Let me bring this closer. You are having coffee at Java and instead of enjoying every sip you make you’re thinking “is this better than what I had last week at Cafe Deli?” You are eating cookies and they are good...really good…They always are by the way… and instead of enjoying the cookies you’re thinking “I hope I don’t run out of cookies”. You are at a concert and everyone is dancing their ass off but what are doing? You are taking pictures and recordings with your phone. I am too sure you won’t get to dance with that phone later. Do these experiences sound familiar? Yes? Good. Not a desirable life you would agree with me. Everyone (you included) pretty much would jump at the chance of living in the moment some can even lecture about it (despite the fact that they do not do it) but the question of ‘how’ comes up.
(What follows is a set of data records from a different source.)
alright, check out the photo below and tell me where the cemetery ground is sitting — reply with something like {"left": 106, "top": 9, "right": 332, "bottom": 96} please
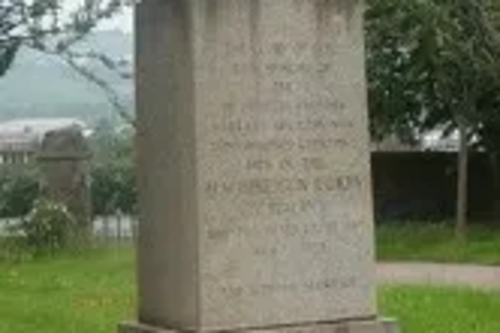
{"left": 1, "top": 224, "right": 500, "bottom": 333}
{"left": 378, "top": 223, "right": 500, "bottom": 265}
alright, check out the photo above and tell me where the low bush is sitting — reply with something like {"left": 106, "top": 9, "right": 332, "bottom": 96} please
{"left": 91, "top": 161, "right": 137, "bottom": 216}
{"left": 0, "top": 162, "right": 137, "bottom": 219}
{"left": 17, "top": 199, "right": 78, "bottom": 255}
{"left": 0, "top": 166, "right": 39, "bottom": 218}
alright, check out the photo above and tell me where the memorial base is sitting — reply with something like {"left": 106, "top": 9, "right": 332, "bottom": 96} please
{"left": 119, "top": 319, "right": 399, "bottom": 333}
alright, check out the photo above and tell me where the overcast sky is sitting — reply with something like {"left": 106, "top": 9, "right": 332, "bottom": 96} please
{"left": 100, "top": 7, "right": 133, "bottom": 33}
{"left": 63, "top": 1, "right": 133, "bottom": 33}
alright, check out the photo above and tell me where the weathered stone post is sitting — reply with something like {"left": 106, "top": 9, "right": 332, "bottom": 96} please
{"left": 38, "top": 127, "right": 92, "bottom": 244}
{"left": 121, "top": 0, "right": 399, "bottom": 332}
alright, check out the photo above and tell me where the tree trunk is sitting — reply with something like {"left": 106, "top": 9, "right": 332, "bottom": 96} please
{"left": 456, "top": 117, "right": 469, "bottom": 240}
{"left": 490, "top": 153, "right": 500, "bottom": 223}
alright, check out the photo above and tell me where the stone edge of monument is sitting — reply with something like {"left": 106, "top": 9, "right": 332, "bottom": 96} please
{"left": 119, "top": 318, "right": 399, "bottom": 333}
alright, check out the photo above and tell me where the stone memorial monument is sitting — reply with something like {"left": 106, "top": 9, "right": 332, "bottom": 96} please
{"left": 121, "top": 0, "right": 398, "bottom": 332}
{"left": 38, "top": 127, "right": 92, "bottom": 242}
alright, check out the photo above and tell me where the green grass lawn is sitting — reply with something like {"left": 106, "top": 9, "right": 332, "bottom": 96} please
{"left": 1, "top": 249, "right": 500, "bottom": 333}
{"left": 377, "top": 223, "right": 500, "bottom": 265}
{"left": 381, "top": 285, "right": 500, "bottom": 333}
{"left": 0, "top": 248, "right": 135, "bottom": 333}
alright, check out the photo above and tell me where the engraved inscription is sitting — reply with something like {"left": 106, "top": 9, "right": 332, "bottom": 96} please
{"left": 196, "top": 0, "right": 372, "bottom": 322}
{"left": 205, "top": 175, "right": 363, "bottom": 198}
{"left": 202, "top": 30, "right": 369, "bottom": 298}
{"left": 211, "top": 117, "right": 354, "bottom": 134}
{"left": 218, "top": 277, "right": 358, "bottom": 297}
{"left": 206, "top": 219, "right": 365, "bottom": 241}
{"left": 218, "top": 99, "right": 347, "bottom": 116}
{"left": 216, "top": 41, "right": 342, "bottom": 62}
{"left": 246, "top": 156, "right": 329, "bottom": 172}
{"left": 209, "top": 137, "right": 350, "bottom": 153}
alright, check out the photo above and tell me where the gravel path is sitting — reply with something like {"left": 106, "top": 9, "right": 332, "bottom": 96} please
{"left": 377, "top": 262, "right": 500, "bottom": 290}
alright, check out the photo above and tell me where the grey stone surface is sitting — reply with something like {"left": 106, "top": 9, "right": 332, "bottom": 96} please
{"left": 130, "top": 0, "right": 395, "bottom": 332}
{"left": 119, "top": 322, "right": 175, "bottom": 333}
{"left": 38, "top": 127, "right": 92, "bottom": 233}
{"left": 120, "top": 319, "right": 398, "bottom": 333}
{"left": 38, "top": 127, "right": 91, "bottom": 160}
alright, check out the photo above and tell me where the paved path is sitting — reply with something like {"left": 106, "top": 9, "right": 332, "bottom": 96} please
{"left": 377, "top": 262, "right": 500, "bottom": 290}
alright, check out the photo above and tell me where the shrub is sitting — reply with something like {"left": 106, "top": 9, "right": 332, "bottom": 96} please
{"left": 0, "top": 162, "right": 137, "bottom": 219}
{"left": 91, "top": 161, "right": 137, "bottom": 216}
{"left": 18, "top": 198, "right": 78, "bottom": 255}
{"left": 0, "top": 166, "right": 39, "bottom": 218}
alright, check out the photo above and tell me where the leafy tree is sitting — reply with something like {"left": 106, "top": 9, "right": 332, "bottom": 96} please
{"left": 0, "top": 0, "right": 125, "bottom": 77}
{"left": 366, "top": 0, "right": 500, "bottom": 237}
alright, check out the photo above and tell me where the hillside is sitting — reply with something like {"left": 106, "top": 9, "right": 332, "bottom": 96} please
{"left": 0, "top": 30, "right": 133, "bottom": 125}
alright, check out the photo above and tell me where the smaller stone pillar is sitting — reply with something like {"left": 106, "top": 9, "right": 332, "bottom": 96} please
{"left": 38, "top": 127, "right": 92, "bottom": 244}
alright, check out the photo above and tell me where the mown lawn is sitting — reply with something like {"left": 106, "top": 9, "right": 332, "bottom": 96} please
{"left": 0, "top": 248, "right": 500, "bottom": 333}
{"left": 380, "top": 285, "right": 500, "bottom": 333}
{"left": 0, "top": 248, "right": 135, "bottom": 333}
{"left": 377, "top": 223, "right": 500, "bottom": 265}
So before we get to the how I need you to stop judging my proposition of living in the present. Pretty sure you’re sitting there wondering – how about the future? The money I should make? That blue Subaru? I mean will the future be there if I just sink into the present? Shouldn’t I be concerned about that? Well you just have to believe it – Ye of little faith. You make the future great by living moments the right way now. The milestones that you envision are made up of tiny worry-free moments. Now back to the how. Top of the list (I even have a list mahn! Awesome isn’t it?) is that you to stop being too self-conscious. Imagine life as you being on a dance floor. When you start having questions like - are people are judging me? Where should my arms be?  Should I let go? This is when you look like a clown dancing. The trick is to simply let go – the ‘be here right now’ kind of thing. Don’t be that paranoid chic who over-thinks everything. Mark you I never said you zone-out on life because that is very insane. Stay sober, we need thee aye.


Second thing on my list (and probably the last one :) ) is for you to savour the moments. Enjoy the shower and stop worrying about being late for work (if you get fired contact me I can hook you up with a lawyer and we can argue your case from the Human Rights perspective. Yeah that’s right; we all deserve to enjoy a hot shower). Seriously though, enjoy what you are doing at that particular time. Eat that chocolate like you mean it..Don’t just rush through it. Enjoy the walks in the park, by the road or the ‘vichochoros’ you use (that is if you are living along the Kasarani-Mwiki road - I am not targeting anyone here). When you are ‘chilling’ make sure you are really ‘chilling’. When you are talking to people make sure you are there – be present in mind. Breathe deep and slow…don’t be a slave of schedules and times, accept challenges as they come not as you anticipate, be active in the present, be sensible about routine activities, be grateful. Do things slowly and deliberately. And that’s what we call living. Living without Sallendaling (see what I did there? No?).